Generate the SQL from the attributes.

<a id="oxen.data_frame.DataFrame.select_sql_from_dict" />

## select\_sql\_from\_dict

```python theme={null}
def select_sql_from_dict(attributes: dict,
                         columns: Optional[List[str]] = None) -> str
```

Generate the SQL from the attributes.

<a id="oxen.data_frame.DataFrame.get_embeddings" />

## get\_embeddings

```python theme={null}
def get_embeddings(attributes: dict, column: str = "embedding") -> List[float]
```

Get the embedding from the data frame.

<a id="oxen.data_frame.DataFrame.is_nearest_neighbors_enabled" />

## is\_nearest\_neighbors\_enabled

```python theme={null}
def is_nearest_neighbors_enabled(column="embedding")
```

Check if the embeddings column is indexed in the data frame.

<a id="oxen.data_frame.DataFrame.enable_nearest_neighbors" />

## enable\_nearest\_neighbors

```python theme={null}
def enable_nearest_neighbors(column: str = "embedding")
```

Index the embeddings in the data frame.

<a id="oxen.data_frame.DataFrame.query" />

## query

```python theme={null}
def query(sql: Optional[str] = None,
          find_embedding_where: Optional[dict] = None,
          embedding: Optional[list[float]] = None,
          sort_by_similarity_to: Optional[str] = None,
          page_num: int = 1,
          page_size: int = 10)
```

Sort the data frame by the embedding.

<a id="oxen.data_frame.DataFrame.nearest_neighbors_search" />

## nearest\_neighbors\_search

```python theme={null}
def nearest_neighbors_search(find_embedding_where: dict,
                             sort_by_similarity_to: str = "embedding")
```

Get the nearest neighbors to the embedding.
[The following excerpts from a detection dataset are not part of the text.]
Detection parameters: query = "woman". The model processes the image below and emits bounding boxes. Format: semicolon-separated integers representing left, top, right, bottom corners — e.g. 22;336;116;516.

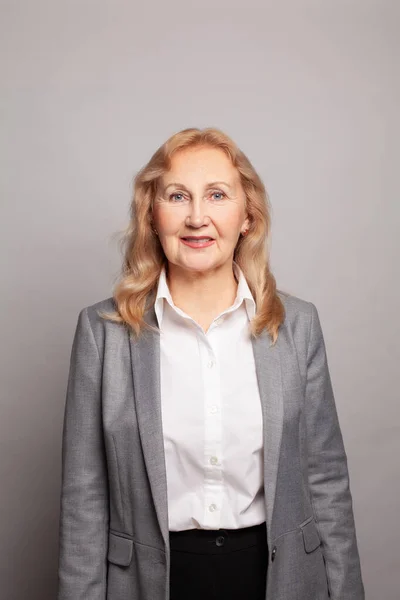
58;128;364;600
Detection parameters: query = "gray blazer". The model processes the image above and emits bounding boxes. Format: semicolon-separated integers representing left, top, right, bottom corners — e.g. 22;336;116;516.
58;292;364;600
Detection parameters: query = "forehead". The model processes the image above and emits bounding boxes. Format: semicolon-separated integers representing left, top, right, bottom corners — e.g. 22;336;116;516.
163;148;239;185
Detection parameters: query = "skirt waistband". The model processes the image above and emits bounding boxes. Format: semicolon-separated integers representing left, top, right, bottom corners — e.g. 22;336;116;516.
169;521;267;554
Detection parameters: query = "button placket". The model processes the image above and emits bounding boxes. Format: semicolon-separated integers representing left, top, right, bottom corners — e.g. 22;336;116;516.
200;335;223;529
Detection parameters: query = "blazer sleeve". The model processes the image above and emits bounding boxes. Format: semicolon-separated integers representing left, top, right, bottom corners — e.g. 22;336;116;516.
58;308;109;600
305;302;365;600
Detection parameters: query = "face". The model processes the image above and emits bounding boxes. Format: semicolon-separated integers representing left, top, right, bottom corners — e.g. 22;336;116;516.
153;148;249;272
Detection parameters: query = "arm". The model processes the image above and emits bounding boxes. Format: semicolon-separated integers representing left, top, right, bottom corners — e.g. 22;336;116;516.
58;308;109;600
305;303;364;600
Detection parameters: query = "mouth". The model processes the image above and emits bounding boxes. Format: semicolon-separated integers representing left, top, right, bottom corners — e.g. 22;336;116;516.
181;235;215;248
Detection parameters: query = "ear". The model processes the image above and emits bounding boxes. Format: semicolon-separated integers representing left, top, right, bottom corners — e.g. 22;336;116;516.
240;217;250;233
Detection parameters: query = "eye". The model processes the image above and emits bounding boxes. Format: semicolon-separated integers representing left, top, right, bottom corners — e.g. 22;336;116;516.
211;190;226;200
169;192;185;202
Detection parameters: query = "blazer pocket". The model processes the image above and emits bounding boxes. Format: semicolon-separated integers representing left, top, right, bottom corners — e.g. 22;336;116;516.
107;531;133;567
301;518;321;554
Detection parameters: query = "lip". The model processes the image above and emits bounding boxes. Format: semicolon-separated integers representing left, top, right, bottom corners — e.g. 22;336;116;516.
181;235;215;248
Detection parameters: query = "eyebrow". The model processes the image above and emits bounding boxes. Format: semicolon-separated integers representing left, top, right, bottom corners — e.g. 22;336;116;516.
164;181;232;191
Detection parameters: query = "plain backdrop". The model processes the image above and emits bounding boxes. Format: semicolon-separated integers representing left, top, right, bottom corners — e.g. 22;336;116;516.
0;0;400;600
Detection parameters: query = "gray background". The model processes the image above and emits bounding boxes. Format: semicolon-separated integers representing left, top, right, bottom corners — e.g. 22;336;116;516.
0;0;400;600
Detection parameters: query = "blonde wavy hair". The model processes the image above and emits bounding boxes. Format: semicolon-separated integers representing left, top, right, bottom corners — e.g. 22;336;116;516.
99;127;285;344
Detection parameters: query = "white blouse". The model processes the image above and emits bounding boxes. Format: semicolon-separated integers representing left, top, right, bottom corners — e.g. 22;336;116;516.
155;263;265;531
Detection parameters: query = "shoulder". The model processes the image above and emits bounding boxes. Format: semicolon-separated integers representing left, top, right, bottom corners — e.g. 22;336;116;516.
277;290;317;322
74;296;121;353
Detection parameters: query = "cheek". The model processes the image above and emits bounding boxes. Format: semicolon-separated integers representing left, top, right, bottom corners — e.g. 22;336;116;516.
216;212;244;240
154;209;182;236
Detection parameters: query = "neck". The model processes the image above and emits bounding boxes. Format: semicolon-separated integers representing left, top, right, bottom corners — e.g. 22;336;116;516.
167;263;237;319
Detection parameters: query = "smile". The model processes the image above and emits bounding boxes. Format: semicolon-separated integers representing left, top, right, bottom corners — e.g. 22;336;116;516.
181;236;215;248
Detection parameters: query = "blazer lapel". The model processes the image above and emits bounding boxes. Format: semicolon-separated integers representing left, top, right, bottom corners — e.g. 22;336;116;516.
252;330;283;545
129;309;169;547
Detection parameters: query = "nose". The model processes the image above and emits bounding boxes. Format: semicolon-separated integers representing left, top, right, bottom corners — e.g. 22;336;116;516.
186;198;210;228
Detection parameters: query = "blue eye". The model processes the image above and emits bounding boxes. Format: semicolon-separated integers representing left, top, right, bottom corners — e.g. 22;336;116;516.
169;192;184;202
212;192;226;200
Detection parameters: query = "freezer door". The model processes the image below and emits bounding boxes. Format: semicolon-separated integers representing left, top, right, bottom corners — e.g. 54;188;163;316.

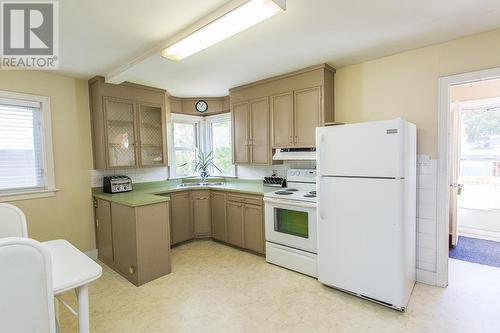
316;119;405;178
318;177;415;307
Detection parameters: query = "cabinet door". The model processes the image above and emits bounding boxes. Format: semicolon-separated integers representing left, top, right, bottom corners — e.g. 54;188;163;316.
137;104;166;166
95;199;113;264
170;192;194;244
104;97;137;168
271;91;293;148
191;191;211;237
243;205;264;253
232;102;250;164
226;201;243;247
250;97;271;165
294;87;321;147
211;192;226;242
111;202;138;283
<a id="oxen.data_frame.DataFrame.get_by" />

## get\_by

```python theme={null}
def get_by(attributes: dict)
```

Get a single row of data by attributes.

<a id="oxen.data_frame.DataFrame.get_row" />

## get\_row

```python theme={null}
def get_row(idx: int)
```

Get a single row of data by index.

**Arguments**:

* `idx` - `int`
  The index of the row to get.

**Returns**:

A dictionary representing the row.

<a id="oxen.data_frame.DataFrame.get_row_by_id" />

## get\_row\_by\_id

```python theme={null}
def get_row_by_id(id: str)
```

Get a single row of data by id.

**Arguments**:

* `id` - `str`
  The id of the row to get.

**Returns**:

A dictionary representing the row.

<a id="oxen.data_frame.DataFrame.update_row" />

## update\_row

```python theme={null}
def update_row(id: str, data: dict)
```

Update a single row of data by id.

**Arguments**:

* `id` - `str`
  The id of the row to update.
* `data` - `dict`
  A dictionary representing a single row of data.
  The keys must match a subset of the columns in the data frame.
  If a column is not present in the dictionary,
  it will be set to an empty value.

**Returns**:

The updated row as a dictionary.

<a id="oxen.data_frame.DataFrame.delete_row" />

## delete\_row

```python theme={null}
def delete_row(id: str)
```

Delete a single row of data by id.

**Arguments**:

* `id` - `str`
  The id of the row to delete.

<a id="oxen.data_frame.DataFrame.restore" />

## restore

```python theme={null}
def restore()
```

Unstage any changes to the schema or contents of a data frame

<a id="oxen.data_frame.DataFrame.commit" />

## commit

```python theme={null}
def commit(message: str, branch: Optional[str] = None)
```

Commit the current changes to the data frame.

**Arguments**:

* `message` - `str`
  The message to commit the changes.
* `branch` - `str`
  The branch to commit the changes to. Defaults to the current branch.